Renewing and Modernizing Statistics Canada
The Government is committed to evidence-based decision-making to support economic growth. A whole‑of‑government approach to data will seek to improve how the federal government collects, uses and shares data. It will be supported by the expertise of a renewed and modernized Statistics Canada, while ensuring that Canadians’ privacy remains protected. As part of this approach, the Government proposes to provide $41 million over five years to Statistics Canada, starting in 2018–19, with $4.4 million per year ongoing, in support of the vision. The Government will also explore further options, including through legislation, to ensure Statistics Canada can respond to data needs of the 21st century.
Beyond the modernization of the agency, it has become clear that the Government needs to fill gaps in knowledge for new and emerging cross-border services industries, such as content streaming services, which are becoming increasingly important to the Canadian economy. The Government proposes to provide $15.1 million over five years, starting in 2018–19, with $3.0 million per year ongoing, to Statistics Canada to address data gaps in international trade in services, including international trade in digital services and products. Better data will contribute to the Government’s commitment to produce high-quality information that is accessible and relevant to interested Canadians and will support its commitment to evidence-based policy-making. This is in addition to the $6.7 million over five years, outlined in Chapter 1, to create a new Centre for Gender, Diversity and Inclusion Statistics.

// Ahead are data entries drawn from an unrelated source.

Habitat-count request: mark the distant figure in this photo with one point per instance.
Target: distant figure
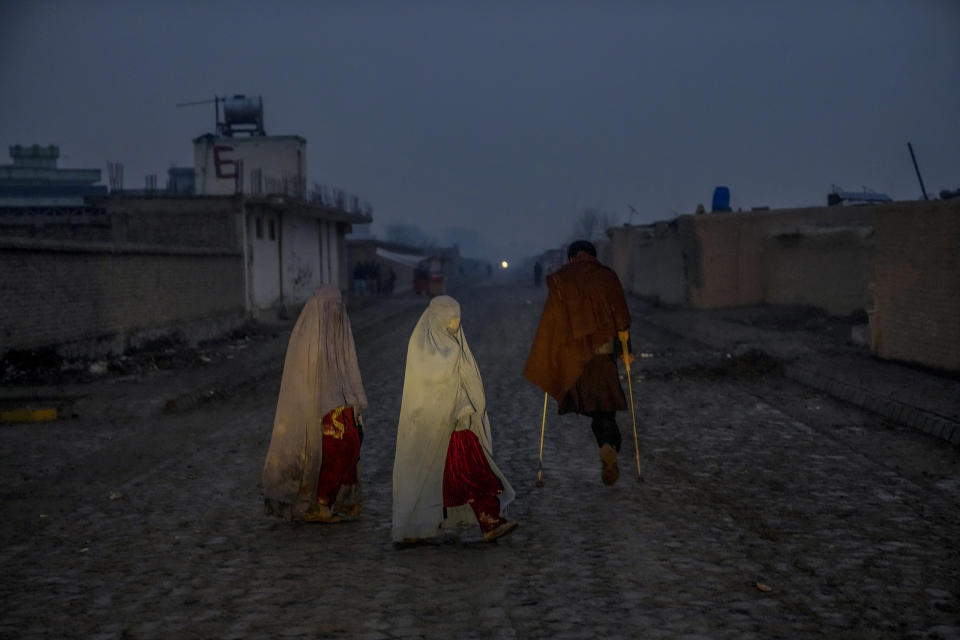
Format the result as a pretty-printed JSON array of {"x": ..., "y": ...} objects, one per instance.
[
  {"x": 443, "y": 470},
  {"x": 360, "y": 279},
  {"x": 573, "y": 354},
  {"x": 310, "y": 473},
  {"x": 391, "y": 281}
]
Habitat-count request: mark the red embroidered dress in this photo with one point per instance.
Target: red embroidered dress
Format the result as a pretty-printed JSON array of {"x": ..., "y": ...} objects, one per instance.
[
  {"x": 341, "y": 453},
  {"x": 468, "y": 479}
]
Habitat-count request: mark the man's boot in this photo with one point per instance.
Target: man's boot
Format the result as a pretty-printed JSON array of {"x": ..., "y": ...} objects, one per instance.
[{"x": 609, "y": 472}]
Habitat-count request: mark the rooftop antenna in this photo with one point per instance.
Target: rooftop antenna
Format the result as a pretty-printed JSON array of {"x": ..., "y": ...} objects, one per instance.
[
  {"x": 917, "y": 169},
  {"x": 216, "y": 100}
]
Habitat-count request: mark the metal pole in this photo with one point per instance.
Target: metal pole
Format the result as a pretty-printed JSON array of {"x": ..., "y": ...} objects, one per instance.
[
  {"x": 917, "y": 169},
  {"x": 543, "y": 424},
  {"x": 633, "y": 418}
]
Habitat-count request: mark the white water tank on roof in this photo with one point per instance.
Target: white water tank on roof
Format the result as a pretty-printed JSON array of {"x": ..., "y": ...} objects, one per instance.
[{"x": 243, "y": 113}]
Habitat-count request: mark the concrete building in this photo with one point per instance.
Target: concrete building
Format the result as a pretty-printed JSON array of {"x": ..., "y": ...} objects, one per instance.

Statistics Canada has a mandate to conduct the Census of Population and Census of Agriculture every five years, both of which produce objective, high-quality statistical information that is vital to all levels of government, the private sector, academia and not-for-profit entities. Statistics Canada will conduct the next census in 2021, building on the successes of the 2016 Census of Population, which had the highest response in history to the long form component and set a world record for Internet response. The Government proposes to provide $767.3 million over 10 years, starting in 2018–19, to Statistics Canada to conduct the 2021 Census of Population. The Government also proposes to provide $49.4 million over six years, starting in 2018–19, to Statistics Canada to conduct the 2021 Census of Agriculture.